Semiparametric Dynamic Copula Models for Portfolio Optimization

The mean-variance portfolio model, based on the risk-return trade-off for optimal asset allocation, remains foundational in portfolio optimization. However, its reliance on restrictive assumptions about asset return distributions limits its applicability to real-world data. Parametric copula structures provide a novel way to overcome these limitations by accounting for asymmetry, heavy tails, and time-varying dependencies. Existing methods have been shown to rely on fixed or static dependence structures, thus overlooking the dynamic nature of the financial market. In this study, a semiparametric model is proposed that combines non-parametrically estimated copulas with parametrically estimated marginals to allow all parameters to dynamically evolve over time. A novel framework was developed that integrates time-varying dependence modeling with flexible empirical beta copula structures. Marginal distributions were modeled using the Skewed Generalized T family. This effectively captures asymmetry and heavy tails and makes the model suitable for predictive inferences in real world scenarios.
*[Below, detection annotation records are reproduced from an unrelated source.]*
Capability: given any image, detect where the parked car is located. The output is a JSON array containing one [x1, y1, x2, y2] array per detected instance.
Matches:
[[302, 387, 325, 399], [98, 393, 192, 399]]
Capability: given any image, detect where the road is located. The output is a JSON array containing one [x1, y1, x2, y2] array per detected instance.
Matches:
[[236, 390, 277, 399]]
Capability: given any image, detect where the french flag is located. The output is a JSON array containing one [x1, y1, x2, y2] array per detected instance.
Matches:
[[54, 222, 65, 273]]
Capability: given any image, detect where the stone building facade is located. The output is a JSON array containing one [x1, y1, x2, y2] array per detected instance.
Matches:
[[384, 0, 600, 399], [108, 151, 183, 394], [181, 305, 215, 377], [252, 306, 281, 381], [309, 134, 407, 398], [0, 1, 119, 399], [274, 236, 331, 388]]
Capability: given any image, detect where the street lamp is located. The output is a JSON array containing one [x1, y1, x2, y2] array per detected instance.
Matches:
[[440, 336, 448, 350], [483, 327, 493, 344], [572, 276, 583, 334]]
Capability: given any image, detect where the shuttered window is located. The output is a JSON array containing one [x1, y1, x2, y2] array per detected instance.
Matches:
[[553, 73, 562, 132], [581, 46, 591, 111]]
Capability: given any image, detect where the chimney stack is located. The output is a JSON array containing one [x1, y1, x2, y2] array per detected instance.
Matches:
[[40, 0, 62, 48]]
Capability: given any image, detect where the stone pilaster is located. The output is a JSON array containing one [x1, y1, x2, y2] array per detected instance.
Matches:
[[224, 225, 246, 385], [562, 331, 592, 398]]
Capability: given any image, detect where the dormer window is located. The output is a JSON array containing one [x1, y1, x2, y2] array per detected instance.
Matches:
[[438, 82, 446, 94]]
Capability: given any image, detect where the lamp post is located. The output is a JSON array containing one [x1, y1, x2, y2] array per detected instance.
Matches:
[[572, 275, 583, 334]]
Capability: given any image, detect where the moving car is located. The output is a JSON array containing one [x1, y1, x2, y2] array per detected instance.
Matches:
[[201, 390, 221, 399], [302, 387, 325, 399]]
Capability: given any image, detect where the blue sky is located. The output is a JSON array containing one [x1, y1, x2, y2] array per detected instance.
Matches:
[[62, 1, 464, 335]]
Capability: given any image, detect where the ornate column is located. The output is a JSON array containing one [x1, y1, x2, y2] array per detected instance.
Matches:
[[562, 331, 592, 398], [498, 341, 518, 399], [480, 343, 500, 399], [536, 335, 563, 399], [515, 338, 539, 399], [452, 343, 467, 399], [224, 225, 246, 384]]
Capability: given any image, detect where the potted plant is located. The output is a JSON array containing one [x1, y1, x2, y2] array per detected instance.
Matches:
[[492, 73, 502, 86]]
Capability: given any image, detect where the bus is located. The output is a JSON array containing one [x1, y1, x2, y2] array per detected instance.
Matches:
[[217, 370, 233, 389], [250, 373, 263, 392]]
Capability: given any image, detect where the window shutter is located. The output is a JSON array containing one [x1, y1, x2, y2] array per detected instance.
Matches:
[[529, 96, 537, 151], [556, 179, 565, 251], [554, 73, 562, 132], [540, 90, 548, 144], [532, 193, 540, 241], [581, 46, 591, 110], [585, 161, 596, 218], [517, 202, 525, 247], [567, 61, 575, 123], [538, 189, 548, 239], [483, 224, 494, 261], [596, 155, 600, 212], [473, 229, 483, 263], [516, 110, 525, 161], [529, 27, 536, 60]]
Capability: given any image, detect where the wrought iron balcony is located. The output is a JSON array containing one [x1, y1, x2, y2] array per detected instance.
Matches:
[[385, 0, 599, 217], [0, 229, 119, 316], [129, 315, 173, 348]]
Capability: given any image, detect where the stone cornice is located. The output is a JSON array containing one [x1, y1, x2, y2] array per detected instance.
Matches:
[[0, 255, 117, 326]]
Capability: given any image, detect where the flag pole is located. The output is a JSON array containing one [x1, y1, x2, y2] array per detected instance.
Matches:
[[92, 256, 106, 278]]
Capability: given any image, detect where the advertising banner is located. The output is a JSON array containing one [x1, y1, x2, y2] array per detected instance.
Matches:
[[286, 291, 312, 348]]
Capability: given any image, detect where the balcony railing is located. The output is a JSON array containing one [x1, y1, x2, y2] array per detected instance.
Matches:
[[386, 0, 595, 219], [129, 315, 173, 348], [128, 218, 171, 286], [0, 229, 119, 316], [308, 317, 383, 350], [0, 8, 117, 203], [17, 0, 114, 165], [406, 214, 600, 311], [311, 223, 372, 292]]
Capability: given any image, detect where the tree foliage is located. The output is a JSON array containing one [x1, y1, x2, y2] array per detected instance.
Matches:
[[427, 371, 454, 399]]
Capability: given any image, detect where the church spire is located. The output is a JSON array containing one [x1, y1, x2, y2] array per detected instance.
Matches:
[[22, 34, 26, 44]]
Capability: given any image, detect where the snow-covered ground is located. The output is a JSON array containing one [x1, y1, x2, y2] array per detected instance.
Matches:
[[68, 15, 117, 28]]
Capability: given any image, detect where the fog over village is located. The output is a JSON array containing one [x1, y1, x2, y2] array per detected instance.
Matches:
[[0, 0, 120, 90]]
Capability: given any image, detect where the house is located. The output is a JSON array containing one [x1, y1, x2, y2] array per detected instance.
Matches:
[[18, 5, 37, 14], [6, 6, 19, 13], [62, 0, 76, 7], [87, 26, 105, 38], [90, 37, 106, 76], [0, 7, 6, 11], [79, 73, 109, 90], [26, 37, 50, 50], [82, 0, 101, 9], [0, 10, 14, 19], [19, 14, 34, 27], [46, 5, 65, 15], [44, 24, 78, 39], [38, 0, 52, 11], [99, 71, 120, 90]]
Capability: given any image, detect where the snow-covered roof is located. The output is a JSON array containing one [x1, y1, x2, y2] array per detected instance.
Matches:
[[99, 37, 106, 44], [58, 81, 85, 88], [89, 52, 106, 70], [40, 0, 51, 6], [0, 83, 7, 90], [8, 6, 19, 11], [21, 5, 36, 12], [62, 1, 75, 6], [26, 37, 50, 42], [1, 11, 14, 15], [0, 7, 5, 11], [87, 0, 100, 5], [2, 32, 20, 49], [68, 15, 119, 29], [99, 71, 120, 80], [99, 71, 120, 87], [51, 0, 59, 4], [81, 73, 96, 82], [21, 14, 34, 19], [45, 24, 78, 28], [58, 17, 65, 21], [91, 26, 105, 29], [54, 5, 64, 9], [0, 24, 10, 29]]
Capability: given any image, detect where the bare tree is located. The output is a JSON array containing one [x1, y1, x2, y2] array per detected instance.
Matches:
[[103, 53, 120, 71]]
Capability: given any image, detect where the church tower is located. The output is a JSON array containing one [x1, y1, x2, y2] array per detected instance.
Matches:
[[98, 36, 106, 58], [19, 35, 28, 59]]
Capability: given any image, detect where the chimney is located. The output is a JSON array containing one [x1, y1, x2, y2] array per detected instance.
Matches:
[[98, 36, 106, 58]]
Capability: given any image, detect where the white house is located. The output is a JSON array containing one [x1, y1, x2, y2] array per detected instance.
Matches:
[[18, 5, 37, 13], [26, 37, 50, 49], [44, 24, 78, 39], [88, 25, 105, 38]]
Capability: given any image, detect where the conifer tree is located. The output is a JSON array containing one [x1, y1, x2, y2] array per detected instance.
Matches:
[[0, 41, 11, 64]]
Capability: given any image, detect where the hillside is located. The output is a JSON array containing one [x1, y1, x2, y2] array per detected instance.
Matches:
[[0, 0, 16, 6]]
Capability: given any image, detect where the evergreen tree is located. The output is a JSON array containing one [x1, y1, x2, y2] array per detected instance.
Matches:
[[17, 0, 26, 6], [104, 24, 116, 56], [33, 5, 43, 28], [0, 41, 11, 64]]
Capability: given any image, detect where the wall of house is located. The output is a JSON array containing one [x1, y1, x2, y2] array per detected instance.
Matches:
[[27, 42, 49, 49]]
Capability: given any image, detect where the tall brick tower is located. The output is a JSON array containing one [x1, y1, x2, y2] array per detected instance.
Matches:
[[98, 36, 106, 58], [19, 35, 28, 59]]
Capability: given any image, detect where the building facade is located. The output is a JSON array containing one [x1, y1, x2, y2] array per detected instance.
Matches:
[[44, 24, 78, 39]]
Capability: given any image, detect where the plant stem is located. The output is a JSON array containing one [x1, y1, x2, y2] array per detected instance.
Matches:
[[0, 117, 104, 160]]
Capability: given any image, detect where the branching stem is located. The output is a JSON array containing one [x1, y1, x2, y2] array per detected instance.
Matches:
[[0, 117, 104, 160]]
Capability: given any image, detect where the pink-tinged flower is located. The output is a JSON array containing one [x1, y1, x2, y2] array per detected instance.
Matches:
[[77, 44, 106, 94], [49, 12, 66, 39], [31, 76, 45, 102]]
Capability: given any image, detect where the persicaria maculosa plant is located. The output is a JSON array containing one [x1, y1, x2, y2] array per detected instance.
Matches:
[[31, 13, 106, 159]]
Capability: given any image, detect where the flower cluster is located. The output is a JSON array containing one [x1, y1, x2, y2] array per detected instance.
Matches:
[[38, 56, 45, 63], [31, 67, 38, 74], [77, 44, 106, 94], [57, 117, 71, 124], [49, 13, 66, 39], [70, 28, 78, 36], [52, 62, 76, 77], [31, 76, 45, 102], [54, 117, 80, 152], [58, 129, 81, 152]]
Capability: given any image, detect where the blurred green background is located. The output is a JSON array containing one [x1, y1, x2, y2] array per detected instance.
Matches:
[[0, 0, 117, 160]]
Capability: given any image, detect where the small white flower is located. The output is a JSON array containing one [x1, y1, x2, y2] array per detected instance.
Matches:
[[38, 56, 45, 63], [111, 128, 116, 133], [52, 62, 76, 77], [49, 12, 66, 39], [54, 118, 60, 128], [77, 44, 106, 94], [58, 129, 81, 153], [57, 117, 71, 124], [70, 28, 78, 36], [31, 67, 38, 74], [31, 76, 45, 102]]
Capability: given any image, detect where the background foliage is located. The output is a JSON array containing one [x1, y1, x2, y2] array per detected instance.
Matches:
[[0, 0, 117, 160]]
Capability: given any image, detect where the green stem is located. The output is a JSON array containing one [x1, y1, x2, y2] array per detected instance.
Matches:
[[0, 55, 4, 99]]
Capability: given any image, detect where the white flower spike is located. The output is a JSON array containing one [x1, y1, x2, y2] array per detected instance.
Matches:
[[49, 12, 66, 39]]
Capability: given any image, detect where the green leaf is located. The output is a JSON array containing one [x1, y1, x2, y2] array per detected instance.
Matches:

Furthermore, the model was applied to rolling windows of financial returns from the USA, India and Hong Kong economies to understand the influence of dynamic market conditions. The approach addresses the limitations of models that rely on parametric assumptions. By accounting for asymmetry, heavy tails, and cross-correlated asset prices, the proposed method offers a robust solution for optimizing diverse portfolios in an interconnected financial market. Through adaptive modeling, it allows for better management of risk and return across varying economic conditions, leading to more efficient asset allocation and improved portfolio performance.